Walking out to the cribber,the old lifeboat station ,the place where the launch was a leap of faith self,I had a mental explosion of sea faring memories,the tides dicing with my synopsis ,playing poker with my feelings tossing my Waldorf salad of emotions through the ringer of my tears. It,do know,it did me oh so much good,that roar,that rush of tidal energy,that cocktail of foam Cointreau with a dash of lemon and sea salt ice.

So,I returned from the funeral home and left a memory of my sister with the “mermaids of Great Western,and the slopes of Lusty glaze ,nestling in her bosom of hope and finery”
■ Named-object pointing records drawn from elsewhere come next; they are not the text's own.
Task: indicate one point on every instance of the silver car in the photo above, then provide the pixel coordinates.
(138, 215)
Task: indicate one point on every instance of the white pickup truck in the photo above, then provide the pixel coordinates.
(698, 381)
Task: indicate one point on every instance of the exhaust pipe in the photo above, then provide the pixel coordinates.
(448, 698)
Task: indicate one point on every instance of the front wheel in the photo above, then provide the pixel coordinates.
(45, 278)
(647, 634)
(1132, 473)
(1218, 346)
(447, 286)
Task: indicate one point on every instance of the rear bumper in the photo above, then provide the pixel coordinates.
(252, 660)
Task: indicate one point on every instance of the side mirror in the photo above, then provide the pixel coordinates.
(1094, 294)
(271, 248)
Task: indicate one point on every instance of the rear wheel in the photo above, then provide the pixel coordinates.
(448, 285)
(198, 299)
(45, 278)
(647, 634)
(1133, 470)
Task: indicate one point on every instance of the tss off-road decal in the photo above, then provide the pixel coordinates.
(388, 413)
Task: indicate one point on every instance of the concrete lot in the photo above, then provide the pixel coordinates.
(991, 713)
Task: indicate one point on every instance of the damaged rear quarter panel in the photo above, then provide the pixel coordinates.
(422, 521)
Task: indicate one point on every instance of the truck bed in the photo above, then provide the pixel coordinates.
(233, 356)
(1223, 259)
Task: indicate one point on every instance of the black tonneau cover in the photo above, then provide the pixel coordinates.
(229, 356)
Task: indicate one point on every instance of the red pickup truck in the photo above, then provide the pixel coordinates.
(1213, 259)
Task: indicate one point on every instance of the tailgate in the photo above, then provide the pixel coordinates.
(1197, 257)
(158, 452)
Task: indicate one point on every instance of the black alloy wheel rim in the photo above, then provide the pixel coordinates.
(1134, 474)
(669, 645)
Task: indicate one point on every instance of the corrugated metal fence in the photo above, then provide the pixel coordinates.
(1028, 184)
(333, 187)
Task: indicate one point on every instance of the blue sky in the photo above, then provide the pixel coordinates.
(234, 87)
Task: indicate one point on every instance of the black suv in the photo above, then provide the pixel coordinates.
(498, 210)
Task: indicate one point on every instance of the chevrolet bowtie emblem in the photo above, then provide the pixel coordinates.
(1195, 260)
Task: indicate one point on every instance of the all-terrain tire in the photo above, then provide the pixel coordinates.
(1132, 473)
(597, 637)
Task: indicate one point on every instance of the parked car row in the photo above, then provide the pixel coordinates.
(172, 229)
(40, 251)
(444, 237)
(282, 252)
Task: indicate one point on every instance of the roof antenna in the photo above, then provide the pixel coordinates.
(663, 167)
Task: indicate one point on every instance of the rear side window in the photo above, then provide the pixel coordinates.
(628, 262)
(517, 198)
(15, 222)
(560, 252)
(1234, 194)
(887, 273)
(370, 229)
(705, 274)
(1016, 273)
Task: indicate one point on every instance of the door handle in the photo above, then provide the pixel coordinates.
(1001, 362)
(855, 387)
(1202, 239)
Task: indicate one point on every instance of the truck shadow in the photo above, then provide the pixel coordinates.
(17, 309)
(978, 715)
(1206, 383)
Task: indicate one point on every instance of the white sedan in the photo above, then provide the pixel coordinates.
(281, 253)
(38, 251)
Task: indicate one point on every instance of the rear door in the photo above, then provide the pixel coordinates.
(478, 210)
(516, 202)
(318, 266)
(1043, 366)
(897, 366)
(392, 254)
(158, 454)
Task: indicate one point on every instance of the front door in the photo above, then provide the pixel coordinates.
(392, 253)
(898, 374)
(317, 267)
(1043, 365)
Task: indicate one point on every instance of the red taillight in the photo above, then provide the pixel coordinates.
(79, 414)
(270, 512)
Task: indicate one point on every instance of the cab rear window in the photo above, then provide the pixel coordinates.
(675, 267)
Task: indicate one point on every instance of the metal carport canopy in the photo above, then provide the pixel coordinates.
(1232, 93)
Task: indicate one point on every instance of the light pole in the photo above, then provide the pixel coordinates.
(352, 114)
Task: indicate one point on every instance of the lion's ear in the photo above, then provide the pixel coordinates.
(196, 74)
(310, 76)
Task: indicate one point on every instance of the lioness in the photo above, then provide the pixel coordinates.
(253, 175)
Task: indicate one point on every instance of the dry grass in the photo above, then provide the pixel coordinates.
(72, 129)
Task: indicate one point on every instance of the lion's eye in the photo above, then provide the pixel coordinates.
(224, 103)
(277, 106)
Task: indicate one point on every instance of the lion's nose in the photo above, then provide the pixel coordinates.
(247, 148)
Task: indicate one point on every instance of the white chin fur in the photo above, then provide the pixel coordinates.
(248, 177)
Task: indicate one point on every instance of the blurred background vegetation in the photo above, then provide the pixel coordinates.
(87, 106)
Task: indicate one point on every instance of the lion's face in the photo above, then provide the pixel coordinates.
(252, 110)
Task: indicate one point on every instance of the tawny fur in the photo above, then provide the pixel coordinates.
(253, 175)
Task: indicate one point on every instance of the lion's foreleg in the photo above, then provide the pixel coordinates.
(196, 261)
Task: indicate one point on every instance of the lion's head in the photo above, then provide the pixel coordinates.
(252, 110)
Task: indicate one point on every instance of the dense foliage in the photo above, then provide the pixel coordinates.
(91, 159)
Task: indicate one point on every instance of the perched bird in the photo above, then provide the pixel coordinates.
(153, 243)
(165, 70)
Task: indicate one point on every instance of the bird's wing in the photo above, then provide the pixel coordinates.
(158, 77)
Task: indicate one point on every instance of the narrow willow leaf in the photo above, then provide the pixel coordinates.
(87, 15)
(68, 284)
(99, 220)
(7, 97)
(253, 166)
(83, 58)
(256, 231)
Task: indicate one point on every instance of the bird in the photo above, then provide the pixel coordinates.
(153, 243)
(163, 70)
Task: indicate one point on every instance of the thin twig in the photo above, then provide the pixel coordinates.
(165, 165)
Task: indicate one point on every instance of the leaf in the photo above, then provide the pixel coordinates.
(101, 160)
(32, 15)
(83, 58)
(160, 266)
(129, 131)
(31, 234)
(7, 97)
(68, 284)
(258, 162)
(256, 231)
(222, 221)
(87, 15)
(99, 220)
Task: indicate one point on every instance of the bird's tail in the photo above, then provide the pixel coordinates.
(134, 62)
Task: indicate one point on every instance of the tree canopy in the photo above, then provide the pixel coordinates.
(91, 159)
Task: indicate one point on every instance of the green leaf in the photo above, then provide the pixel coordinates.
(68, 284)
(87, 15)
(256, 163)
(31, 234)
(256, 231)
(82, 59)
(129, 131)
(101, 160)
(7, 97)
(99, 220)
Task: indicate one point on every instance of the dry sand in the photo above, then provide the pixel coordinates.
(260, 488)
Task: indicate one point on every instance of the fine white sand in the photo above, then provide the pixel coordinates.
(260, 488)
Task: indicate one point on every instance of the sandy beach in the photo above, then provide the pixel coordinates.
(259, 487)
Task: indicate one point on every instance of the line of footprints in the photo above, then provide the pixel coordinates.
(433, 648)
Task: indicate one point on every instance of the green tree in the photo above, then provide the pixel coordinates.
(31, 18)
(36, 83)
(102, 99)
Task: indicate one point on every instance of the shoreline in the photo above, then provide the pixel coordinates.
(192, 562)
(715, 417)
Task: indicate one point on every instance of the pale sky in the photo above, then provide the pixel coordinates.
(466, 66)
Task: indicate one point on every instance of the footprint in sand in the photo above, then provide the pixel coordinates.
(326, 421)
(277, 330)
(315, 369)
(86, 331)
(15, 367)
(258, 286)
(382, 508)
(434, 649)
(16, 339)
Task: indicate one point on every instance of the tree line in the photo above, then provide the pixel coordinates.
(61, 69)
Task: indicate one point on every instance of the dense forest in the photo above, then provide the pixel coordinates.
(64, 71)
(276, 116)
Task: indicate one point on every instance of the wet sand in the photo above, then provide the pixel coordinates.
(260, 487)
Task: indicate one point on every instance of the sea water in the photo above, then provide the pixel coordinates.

Fairwell my lady ,my mermaid of the North coast.

To Rest.

It’s not the done thing ,you know,to Rest,

Why ,there is always oh so much to do,

Beds to makes,heads to shake,minds to inflate,

No,no time to rest,no time to desist to slumber,

For in the life moment,nothing should own industry,

To be active,to rush,to flourish,to pursue,why ,such noble pursuits,

No,that kind act,that visit to the sick,the squeeze of the infirms hand can wait,

Wait,I say,wait,………until ,it’s too late,until the diary is closed,until our mortal coil breaks,

Then,and only then,does the rest beckon,the industry stops,all lines become dead,

Rest awaits us all,but ,now,in this life,in this moment,can be,are we ,at peace with ourselves,our fellowman?

Oh,we talk to ourselves,convince ourselves that we are cool,that we have all the emotional intelligence,

But,but ,but………What have we given today?What good have we done?

When true rest comes,we make peace with our fellowman,our kinsfolk,

For by their peace,their security,we can rest,we can :Rest ourselves.